I really like the faux sheepskin for the bottom of the boxes. The pups get excellent traction. I use newspapers underneath the sheepskin since the moisture is whicked through the sheepskin. Make sure your pigrails sit on top of the lambskin or they velcro down on the bottom of the box so pups can't get underneath them. 
For the actual whelping, I just have newspapers down since it's such a mess you are changing them as you go. I then have a good supply of towels to dry the pups, plus a clean towel for the corner under the lamp to set pups under as mom delivers the next ones. When it's all over, I then put in my sheepskin rugs.


----------



## Kadi Thingvall (Jan 22, 2007)

Looks good.

Is that where you are going to be leaving the box? You are a brave woman, I'd put a tarp (or 2 or 3  ) underneath, one wet spot that stays for awhile and you may have marks on your hardwood floors that you can't get rid of.


----------



## Michelle Kutelis (Sep 28, 2006)

Yes, that is where it stays. The lamp will move, I just used it to light the inside of the box for the pics.

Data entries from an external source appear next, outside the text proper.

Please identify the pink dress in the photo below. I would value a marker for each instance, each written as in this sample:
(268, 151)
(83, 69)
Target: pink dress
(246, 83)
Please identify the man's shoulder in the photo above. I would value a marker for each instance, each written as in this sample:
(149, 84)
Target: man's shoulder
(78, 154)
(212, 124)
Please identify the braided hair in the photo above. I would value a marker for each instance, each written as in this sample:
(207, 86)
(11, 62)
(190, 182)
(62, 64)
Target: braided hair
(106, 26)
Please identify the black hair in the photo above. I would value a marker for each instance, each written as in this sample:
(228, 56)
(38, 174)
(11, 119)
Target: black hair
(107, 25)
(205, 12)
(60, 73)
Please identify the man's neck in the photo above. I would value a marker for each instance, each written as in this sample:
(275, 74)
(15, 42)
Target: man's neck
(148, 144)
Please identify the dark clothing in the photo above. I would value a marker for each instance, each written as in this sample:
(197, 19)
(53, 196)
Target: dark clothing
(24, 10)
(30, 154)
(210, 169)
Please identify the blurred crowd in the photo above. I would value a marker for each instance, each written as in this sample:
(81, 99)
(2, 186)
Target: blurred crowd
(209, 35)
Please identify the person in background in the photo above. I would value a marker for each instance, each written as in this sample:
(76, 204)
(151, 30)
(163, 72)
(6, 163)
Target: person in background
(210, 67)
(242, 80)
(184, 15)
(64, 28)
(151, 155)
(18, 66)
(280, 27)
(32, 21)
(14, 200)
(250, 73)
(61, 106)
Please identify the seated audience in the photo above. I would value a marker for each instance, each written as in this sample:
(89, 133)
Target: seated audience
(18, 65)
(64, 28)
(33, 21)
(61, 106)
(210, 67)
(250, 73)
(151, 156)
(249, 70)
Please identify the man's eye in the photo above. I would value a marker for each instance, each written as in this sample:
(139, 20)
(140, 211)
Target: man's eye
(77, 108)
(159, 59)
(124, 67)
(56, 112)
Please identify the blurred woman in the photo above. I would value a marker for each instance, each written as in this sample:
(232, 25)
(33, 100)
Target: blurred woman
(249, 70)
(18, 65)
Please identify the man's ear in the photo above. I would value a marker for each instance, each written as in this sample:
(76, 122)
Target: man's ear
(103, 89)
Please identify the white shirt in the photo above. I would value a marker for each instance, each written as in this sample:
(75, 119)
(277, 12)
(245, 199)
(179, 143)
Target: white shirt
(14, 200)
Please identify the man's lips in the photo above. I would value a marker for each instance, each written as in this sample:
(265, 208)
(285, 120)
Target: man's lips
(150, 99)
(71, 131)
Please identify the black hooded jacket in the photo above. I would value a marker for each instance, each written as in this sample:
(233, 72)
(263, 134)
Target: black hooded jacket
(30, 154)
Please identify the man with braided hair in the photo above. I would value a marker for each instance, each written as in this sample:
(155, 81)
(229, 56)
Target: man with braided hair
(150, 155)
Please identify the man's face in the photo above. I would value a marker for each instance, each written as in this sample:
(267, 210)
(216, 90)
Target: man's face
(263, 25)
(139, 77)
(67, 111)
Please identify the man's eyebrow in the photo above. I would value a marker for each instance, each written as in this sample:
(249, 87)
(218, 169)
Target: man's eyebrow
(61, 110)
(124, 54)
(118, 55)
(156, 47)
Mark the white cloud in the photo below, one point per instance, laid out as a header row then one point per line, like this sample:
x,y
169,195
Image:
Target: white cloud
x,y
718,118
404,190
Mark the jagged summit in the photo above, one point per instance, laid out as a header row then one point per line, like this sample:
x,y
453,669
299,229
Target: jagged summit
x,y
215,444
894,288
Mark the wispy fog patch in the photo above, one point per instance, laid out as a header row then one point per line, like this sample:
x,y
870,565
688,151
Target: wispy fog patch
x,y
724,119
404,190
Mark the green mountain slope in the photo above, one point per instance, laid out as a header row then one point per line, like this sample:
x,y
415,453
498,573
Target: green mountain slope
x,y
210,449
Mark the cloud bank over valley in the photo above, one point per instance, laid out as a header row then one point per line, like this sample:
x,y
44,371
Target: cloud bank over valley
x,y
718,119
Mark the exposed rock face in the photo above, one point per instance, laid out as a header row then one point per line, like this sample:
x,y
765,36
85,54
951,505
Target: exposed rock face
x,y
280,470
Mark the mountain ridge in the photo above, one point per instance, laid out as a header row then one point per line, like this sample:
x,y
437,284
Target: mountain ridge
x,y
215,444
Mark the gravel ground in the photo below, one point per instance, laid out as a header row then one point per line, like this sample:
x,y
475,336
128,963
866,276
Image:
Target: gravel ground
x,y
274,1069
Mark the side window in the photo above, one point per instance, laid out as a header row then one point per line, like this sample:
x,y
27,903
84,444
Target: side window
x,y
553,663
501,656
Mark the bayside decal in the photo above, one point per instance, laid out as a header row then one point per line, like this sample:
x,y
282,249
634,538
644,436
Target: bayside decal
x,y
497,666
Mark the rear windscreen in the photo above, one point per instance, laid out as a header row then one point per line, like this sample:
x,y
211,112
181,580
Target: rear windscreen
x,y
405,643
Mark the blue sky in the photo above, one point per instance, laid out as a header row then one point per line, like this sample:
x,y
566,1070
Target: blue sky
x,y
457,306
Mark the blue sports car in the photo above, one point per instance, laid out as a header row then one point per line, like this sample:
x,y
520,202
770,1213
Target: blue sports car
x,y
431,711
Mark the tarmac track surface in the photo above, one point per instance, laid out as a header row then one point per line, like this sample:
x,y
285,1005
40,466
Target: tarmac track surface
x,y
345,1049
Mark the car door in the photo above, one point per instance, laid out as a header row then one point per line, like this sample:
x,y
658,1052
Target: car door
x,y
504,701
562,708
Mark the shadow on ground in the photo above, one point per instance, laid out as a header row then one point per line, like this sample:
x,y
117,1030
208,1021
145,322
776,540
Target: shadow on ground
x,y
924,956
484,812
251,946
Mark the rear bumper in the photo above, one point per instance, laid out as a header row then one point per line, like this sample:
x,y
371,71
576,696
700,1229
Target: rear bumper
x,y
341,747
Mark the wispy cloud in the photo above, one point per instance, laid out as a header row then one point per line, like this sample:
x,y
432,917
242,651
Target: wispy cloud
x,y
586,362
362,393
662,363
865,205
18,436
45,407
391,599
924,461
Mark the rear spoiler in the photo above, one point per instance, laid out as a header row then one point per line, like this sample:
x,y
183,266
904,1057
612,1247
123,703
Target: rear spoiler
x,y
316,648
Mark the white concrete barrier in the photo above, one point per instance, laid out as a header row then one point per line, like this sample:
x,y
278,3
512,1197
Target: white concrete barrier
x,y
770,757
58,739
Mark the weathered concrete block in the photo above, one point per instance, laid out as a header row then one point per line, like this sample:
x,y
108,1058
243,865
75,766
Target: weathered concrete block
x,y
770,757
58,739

The box has a solid 4 x 4 bottom underneath- plus the blanket which is really there just to make it easier to move the box around and keep it from scratching the floor.

That is the same corner my 8 year old GSD re-habbed from his broken leg- including being flat out on his side without a cast and heavily sedated for a few days. It handled those messed ok, and in the end we're not too concerned about the floor. 

:lol: 

I'm about to take Stella to x-ray and count spines.


----------



## Jerry Lyda (Apr 4, 2006)

These whelping box posts has come at a good time for me. I'll be breeding my Bentley and my Lexus next week. No they are not cars they are my GSD's. Should be some fine pups according to bloodlines. Looks like I too will have hammer in hand. Nice ideas.


----------



## Amber Scott Dyer (Oct 30, 2006)

Jerry, you're confusing me. First it's Bentley and Lexus, then Ichilles and Lexus, then it's Bentley again. Enough to give me a headache.  :lol:


----------



## Jerry Lyda (Apr 4, 2006)

Bentley is proven and I want me a Bentley son. Ichilles is next in line.


----------